Wien (OTS) - „Die ÖVP setzt den zweiten Schritt vor dem ersten. Zuerst braucht es eine ordentliche Reform der Briefwahl unter den Kriterien, dass das freie, geheime und persönliche Wahlrecht für wirklich jeden Wahlberechtigten sichergestellt ist. Bei allem Verständnis für den Servicecharakter der Briefwahl: Derzeit haben wir nämlich ein demokratiepolitisch bedenkliches Zwei-Klassen-System bei den Wählern“, so heute FPÖ-Generalsekretär NAbg. Herbert Kickl zum Vorstoß der ÖVP Richtung E-Voting.

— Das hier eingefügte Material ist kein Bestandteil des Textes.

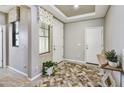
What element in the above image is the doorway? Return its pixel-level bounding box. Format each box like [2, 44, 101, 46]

„Zum einen sind da jene Wähler, die ins Wahllokal gehen, ihren Ausweis vorzeigen, deren Daten und deren Stimmabgabe von der Wahlkommission überprüft werden. Sie können sicher sein, dass ihre Stimme wirklich zählt und ihr Recht auf eine freie, geheime und persönliche Wahl gewährleistet ist. Auf der anderen Seite gibt es aber Wähler, für die all das durch den derzeitigen Modus bei der Briefwahl eben nicht sichergestellt ist“, erklärte Kickl. Die FPÖ fordert daher eine Reform der Briefwahl durch eine Rückführung auf ihren ursprünglichen Zweck, die Wahlmöglichkeit für Auslandsösterreicher. „Für alle anderen, die zur Stimmabgabe nicht in ihr Wahllokal gehen können, für die gibt es zusätzlich ohnehin die ‚fliegenden Wahlkommissionen‘ oder die Möglichkeit, mit einer Wahlkarte in jedem Wahllokal in Österreich zu wählen. Denkbar sind auch zusätzlich ein oder mehrere Vorwahltage auf Flughäfen usw., wenn die sichere Stimmverwahrung gewährleistet ist“, so Kickl, der auch daran erinnerte, dass das eigentliche Ziel, durch die Briefwahl die Wahlbeteiligung zu heben, eindeutig verfehlt wurde.

„Wem die Demokratie am Herzen liegt, der muss also den ersten Schritt vor dem zweiten setzen und durch eine Reform der Briefwahl, wie von den Freiheitlichen gefordert, wieder für alle Bürger das freie, geheime und persönliche Wahlrecht garantieren. Alles andere ist eine Themaverfehlung und ein pures Ablenkungsmanöver von all den Pannen und Peinlichkeiten rund um die Wiederholung der Stichwahl“, betonte Kickl. „Und wenn die Regierung es nicht schafft, bei der Briefwahl allen Wählern das freie, geheime und persönliche Wahlrecht zu garantieren, wie soll das erst beim E-Voting funktionieren? In Kenntnis der handelnden Personen besteht aus heutiger Sicht die Gefahr, dass das Zwei-Klassen-System im Wahlrecht dann noch stärker einzementiert wird“, sagte Kickl.